We are starting a new Python project with a few proprietary algorithms and sensitive bits of logic that we would like to keep confidential. We will also have several outsiders (select members of the public) working on the code. We cannot give third-party users access to small private bits of code, but we would like the open version to work well enough for them.
Let's say that our Foo project has a module barwith one function get_sauce(). What really happens in get_sauce()is secret, but we want the open version to get_sauce()return an acceptable, albeit incorrect, result.

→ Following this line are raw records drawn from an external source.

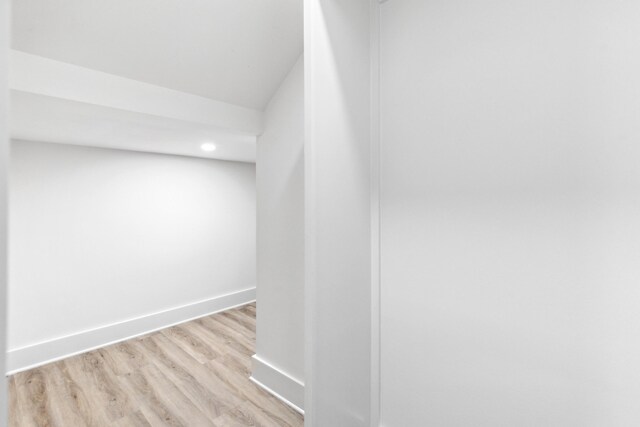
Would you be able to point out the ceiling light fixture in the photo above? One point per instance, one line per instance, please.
(208, 147)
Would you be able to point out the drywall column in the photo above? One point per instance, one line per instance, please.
(510, 213)
(279, 361)
(4, 150)
(338, 215)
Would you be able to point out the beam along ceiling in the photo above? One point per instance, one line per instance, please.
(236, 51)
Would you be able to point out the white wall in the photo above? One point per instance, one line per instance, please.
(280, 290)
(510, 213)
(4, 151)
(338, 212)
(104, 236)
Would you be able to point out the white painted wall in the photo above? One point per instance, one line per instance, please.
(338, 212)
(104, 236)
(280, 245)
(510, 213)
(4, 173)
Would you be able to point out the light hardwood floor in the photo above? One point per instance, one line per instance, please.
(193, 374)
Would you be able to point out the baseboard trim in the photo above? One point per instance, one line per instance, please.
(278, 383)
(31, 356)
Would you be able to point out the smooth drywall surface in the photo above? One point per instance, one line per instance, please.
(103, 236)
(338, 232)
(4, 173)
(280, 246)
(510, 213)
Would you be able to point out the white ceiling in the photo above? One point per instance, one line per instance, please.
(43, 118)
(236, 51)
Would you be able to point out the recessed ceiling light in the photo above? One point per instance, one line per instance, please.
(208, 147)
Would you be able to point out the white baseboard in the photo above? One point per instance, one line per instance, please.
(279, 383)
(31, 356)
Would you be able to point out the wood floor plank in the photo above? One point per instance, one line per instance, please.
(199, 349)
(194, 374)
(162, 396)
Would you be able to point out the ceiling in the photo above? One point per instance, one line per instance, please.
(235, 51)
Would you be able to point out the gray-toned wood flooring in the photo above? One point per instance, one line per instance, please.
(193, 374)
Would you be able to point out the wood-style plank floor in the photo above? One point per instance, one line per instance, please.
(193, 374)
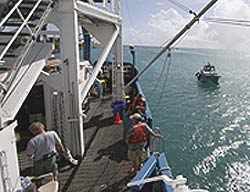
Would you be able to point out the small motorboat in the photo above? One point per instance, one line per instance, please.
(208, 74)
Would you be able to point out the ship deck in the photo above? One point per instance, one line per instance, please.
(105, 165)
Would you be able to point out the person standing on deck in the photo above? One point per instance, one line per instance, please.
(42, 149)
(136, 139)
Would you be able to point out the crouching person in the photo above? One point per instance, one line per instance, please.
(43, 149)
(136, 139)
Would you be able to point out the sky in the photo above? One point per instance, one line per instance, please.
(153, 22)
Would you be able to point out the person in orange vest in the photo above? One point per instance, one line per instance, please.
(136, 139)
(139, 105)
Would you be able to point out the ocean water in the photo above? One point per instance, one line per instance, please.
(207, 128)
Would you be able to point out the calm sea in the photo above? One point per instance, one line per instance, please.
(207, 128)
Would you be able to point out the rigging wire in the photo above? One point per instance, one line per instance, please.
(182, 7)
(157, 83)
(244, 23)
(168, 64)
(131, 22)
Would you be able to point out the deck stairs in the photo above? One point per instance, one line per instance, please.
(21, 53)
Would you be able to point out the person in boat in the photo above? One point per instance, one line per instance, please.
(42, 149)
(207, 67)
(136, 140)
(139, 105)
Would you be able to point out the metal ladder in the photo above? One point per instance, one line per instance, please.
(4, 172)
(19, 30)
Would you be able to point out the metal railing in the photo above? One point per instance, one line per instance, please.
(32, 35)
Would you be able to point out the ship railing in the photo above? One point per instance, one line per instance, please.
(158, 144)
(20, 29)
(108, 5)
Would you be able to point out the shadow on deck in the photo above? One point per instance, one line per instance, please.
(105, 165)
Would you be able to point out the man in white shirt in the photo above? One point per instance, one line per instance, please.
(43, 149)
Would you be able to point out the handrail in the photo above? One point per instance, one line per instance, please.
(12, 75)
(164, 178)
(21, 27)
(10, 12)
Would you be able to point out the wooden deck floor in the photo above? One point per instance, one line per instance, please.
(105, 164)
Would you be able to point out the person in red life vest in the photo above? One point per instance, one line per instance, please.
(136, 139)
(139, 105)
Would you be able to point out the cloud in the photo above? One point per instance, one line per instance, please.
(166, 23)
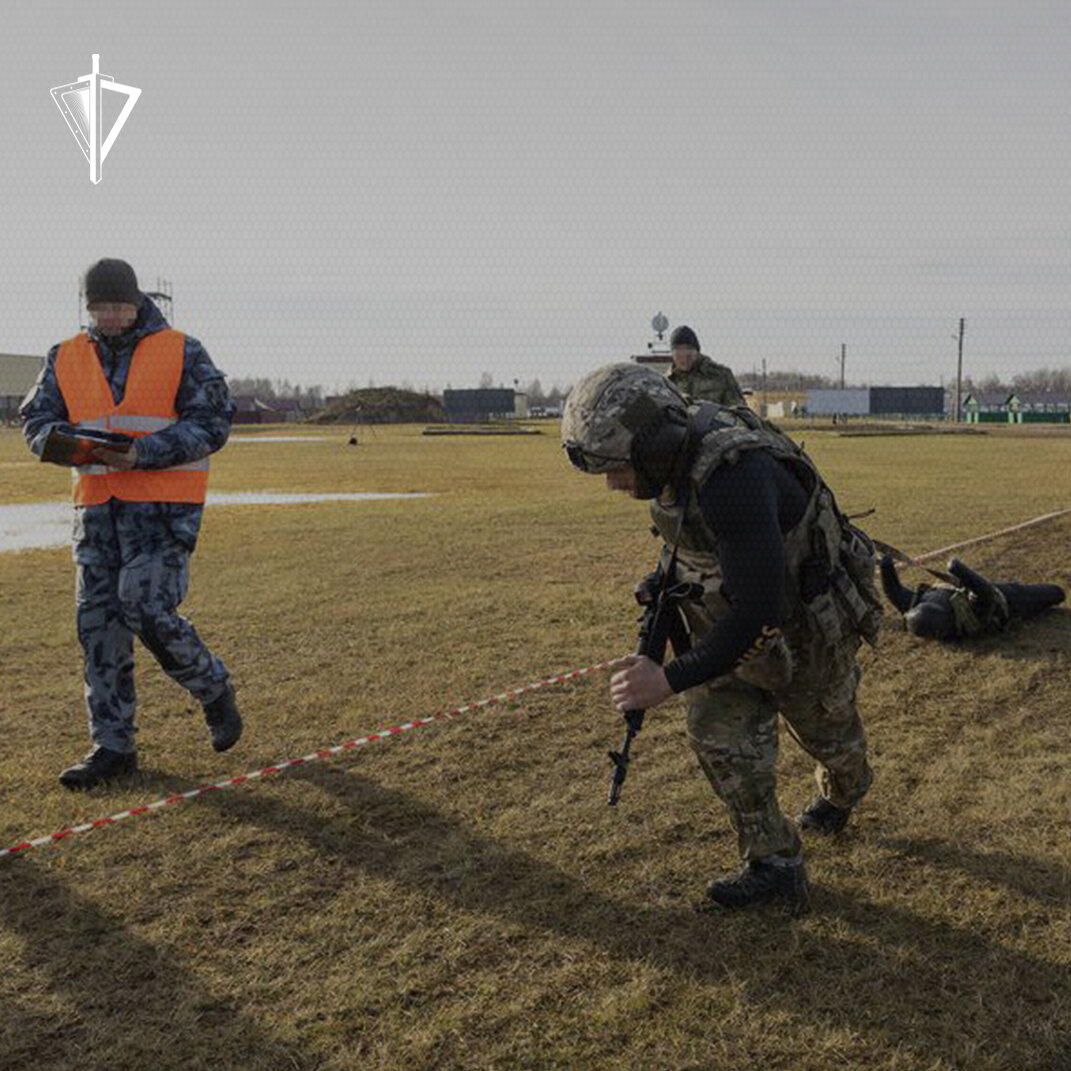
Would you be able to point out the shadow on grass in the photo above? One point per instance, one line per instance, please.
(127, 1004)
(922, 987)
(1049, 883)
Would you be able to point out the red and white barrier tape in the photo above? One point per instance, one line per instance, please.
(315, 756)
(409, 726)
(930, 555)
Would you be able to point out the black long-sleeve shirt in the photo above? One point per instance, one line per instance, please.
(749, 506)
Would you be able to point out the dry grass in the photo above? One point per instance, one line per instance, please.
(463, 898)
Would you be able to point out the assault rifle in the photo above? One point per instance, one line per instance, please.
(662, 621)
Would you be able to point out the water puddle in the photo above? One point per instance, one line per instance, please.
(38, 525)
(278, 438)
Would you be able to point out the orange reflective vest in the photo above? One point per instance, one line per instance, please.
(148, 406)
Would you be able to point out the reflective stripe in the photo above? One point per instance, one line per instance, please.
(126, 423)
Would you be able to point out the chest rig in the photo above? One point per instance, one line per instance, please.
(829, 563)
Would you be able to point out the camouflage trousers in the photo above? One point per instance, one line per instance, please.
(132, 575)
(733, 728)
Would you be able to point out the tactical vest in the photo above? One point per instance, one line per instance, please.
(830, 589)
(969, 616)
(148, 406)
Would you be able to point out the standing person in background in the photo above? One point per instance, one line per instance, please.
(138, 504)
(696, 376)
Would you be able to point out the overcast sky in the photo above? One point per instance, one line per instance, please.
(424, 191)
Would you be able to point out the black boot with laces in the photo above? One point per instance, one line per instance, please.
(781, 881)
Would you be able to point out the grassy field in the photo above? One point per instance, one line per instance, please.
(462, 896)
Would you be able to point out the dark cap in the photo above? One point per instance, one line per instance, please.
(110, 280)
(683, 336)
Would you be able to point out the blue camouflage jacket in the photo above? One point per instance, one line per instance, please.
(202, 402)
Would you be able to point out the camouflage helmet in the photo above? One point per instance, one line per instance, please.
(609, 407)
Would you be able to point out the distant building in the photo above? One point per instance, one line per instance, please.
(918, 402)
(657, 359)
(252, 410)
(1019, 407)
(18, 373)
(481, 405)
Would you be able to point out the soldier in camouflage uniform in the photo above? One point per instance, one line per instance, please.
(953, 612)
(696, 376)
(788, 594)
(133, 555)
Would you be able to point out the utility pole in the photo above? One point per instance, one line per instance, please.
(959, 373)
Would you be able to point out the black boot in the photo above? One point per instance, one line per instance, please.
(763, 881)
(224, 722)
(824, 817)
(99, 766)
(894, 590)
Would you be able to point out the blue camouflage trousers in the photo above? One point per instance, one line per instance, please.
(132, 574)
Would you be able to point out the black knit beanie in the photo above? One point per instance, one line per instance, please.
(110, 280)
(683, 336)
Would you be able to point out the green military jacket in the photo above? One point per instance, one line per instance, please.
(707, 381)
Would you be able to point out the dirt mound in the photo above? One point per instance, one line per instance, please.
(381, 405)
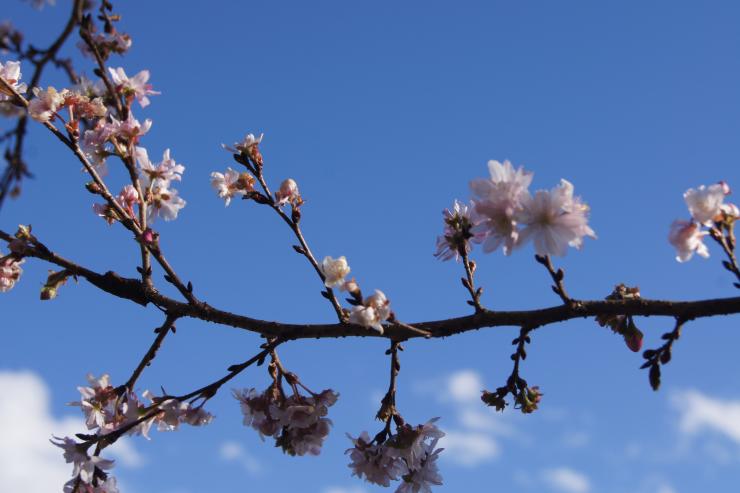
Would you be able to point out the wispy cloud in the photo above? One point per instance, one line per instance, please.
(566, 480)
(235, 452)
(468, 449)
(341, 489)
(699, 413)
(28, 462)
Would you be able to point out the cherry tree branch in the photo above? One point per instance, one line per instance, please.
(16, 169)
(133, 290)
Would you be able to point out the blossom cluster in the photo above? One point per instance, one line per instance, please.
(298, 423)
(707, 208)
(504, 214)
(410, 456)
(108, 409)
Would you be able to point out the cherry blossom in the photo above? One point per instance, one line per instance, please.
(10, 272)
(88, 469)
(164, 172)
(705, 203)
(45, 105)
(135, 87)
(334, 270)
(420, 479)
(373, 312)
(688, 239)
(409, 455)
(114, 41)
(288, 193)
(458, 224)
(372, 462)
(129, 129)
(11, 73)
(93, 145)
(298, 423)
(231, 183)
(554, 220)
(497, 201)
(165, 202)
(97, 402)
(249, 142)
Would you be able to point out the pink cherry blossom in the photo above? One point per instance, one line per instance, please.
(457, 231)
(373, 312)
(334, 270)
(372, 462)
(554, 220)
(288, 193)
(129, 129)
(10, 272)
(688, 239)
(497, 202)
(164, 172)
(705, 203)
(11, 73)
(44, 106)
(164, 202)
(231, 183)
(134, 87)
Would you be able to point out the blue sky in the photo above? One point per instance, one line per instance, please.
(383, 112)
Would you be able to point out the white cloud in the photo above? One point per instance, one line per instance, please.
(566, 480)
(464, 386)
(235, 452)
(28, 462)
(468, 449)
(480, 418)
(699, 412)
(340, 489)
(576, 439)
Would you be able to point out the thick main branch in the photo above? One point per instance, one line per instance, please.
(133, 290)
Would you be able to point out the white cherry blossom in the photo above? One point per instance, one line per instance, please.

We are also launching our own Subversion server, so we have full control over who can access them.
Symlinks
My first thought was a symbolic link - instead of bar.pyproviding it to bar_public.pyeveryone and bar_private.pyonly to internal developers. Unfortunately, creating symbolic links is tedious, manual work - especially when there are actually about two dozen of these private modules.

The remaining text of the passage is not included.